The appeal of these focal therapies lies in their precision. Traditional prostate cancer treatment often requires removing or irradiating the entire gland, an approach that frequently leaves men dealing with urinary incontinence and erectile dysfunction for years afterward. The new techniques target only the tumor itself, minimizing collateral damage to the nerves and tissues responsible for sexual and urinary function. José Elêrton Secioso de Aboim, the urologist who reported on the regulation, describes them as less invasive options capable of controlling or even curing cancer while preserving quality of life in ways conventional treatments cannot.

But the council has been careful to draw boundaries around where these treatments can be used. The resolution does not position focal therapy as a replacement for standard care. Instead, it restricts their use to specific patient populations: those with intermediate-favorable risk tumors that are unifocal and unilateral—meaning confined to one side of the gland with lower likelihood of spreading. The techniques can also be applied in patients who have already undergone external radiation therapy, and in select cases of low-risk disease. Patients with intermediate-unfavorable, high-risk, or very-high-risk tumors are explicitly excluded. Any use of these therapies must be recommended by a specialist who can properly assess whether a patient's particular cancer fits the approved criteria.

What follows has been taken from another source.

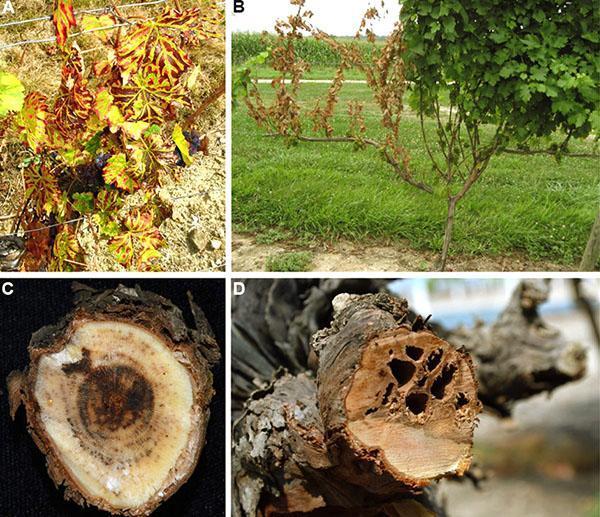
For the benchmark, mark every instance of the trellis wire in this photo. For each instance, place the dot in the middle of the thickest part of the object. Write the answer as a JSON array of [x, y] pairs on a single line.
[[84, 11], [53, 38], [73, 221]]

The distinction matters because prostate cancer is not one disease. Some tumors grow slowly and pose little threat; others are aggressive and require aggressive response. The council's approach reflects an understanding that focal therapy works well for some men but not others, and that applying it indiscriminately could leave some patients undertreated. What the resolution does accomplish is to give urologists and their patients another tool—one that, for the right candidate, might mean avoiding years of sexual dysfunction and incontinence while still achieving cancer control. The question now becomes how quickly these techniques will be adopted in practice, and whether the careful eligibility criteria the council has established will actually be followed in clinical settings across the country.

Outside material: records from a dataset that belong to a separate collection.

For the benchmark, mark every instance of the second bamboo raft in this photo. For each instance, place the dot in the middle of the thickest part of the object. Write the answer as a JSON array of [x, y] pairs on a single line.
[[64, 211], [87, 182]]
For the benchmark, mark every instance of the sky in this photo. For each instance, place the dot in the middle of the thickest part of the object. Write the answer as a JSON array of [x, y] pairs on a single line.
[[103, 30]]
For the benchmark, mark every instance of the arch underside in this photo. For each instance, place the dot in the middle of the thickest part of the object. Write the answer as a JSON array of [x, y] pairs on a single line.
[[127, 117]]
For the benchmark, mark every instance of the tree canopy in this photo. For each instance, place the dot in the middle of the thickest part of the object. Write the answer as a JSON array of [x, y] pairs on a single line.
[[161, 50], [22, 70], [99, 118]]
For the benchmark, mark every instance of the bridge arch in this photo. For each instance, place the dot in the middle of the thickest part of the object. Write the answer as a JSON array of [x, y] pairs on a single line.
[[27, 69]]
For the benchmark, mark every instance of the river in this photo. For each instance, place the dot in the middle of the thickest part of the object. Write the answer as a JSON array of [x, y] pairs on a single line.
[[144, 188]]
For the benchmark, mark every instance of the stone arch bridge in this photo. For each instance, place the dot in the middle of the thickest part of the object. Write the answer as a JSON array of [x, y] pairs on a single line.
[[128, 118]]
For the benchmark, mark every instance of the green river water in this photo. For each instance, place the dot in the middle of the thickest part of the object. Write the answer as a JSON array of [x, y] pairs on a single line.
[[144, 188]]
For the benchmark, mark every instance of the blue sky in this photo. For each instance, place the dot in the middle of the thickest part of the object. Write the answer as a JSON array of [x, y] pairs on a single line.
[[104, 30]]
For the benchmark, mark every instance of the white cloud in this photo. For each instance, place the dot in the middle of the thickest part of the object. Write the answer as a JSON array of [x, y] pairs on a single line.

A less invasive technique capable of controlling or even curing cancer with fewer negative impacts on quality of life, especially regarding sexual and urinary function
— José Elêrton Secioso de Aboim, urologist and regulation reporter
The Hearth Conversation Another angle on the story
Inventor

Why did the medical council feel the need to restrict these treatments so carefully? If they're less invasive, shouldn't they be available to more patients?

Model

Because less invasive doesn't mean equally effective for everyone. A focal therapy works by destroying the tumor it can see and reach. If a cancer is already spreading to both sides of the gland or has high-risk features, you might miss disease and give the patient false reassurance while the cancer grows elsewhere.

Inventor

So it's about matching the tool to the tumor, not just to the patient's preference for fewer side effects.

Model

Exactly. A man with aggressive cancer might accept incontinence and dysfunction as the price of actually being cured. But if you use a gentler technique on him and it fails, you've wasted time and made his situation worse.

Inventor

What about the men who do qualify? What changes for them?

Model

For them, it's potentially transformative. Imagine being told you have cancer but that your doctors can treat it in a way that lets you keep your sexual function and continence. That's not a small thing. It's the difference between surviving and actually living.

Inventor

Is there a risk that doctors will use these techniques anyway, even outside the approved criteria?

Model

That's the real question the council is grappling with. They've drawn the lines clearly, but enforcement depends on professional judgment and oversight. The hope is that urologists will respect the boundaries because they understand the reasoning behind them.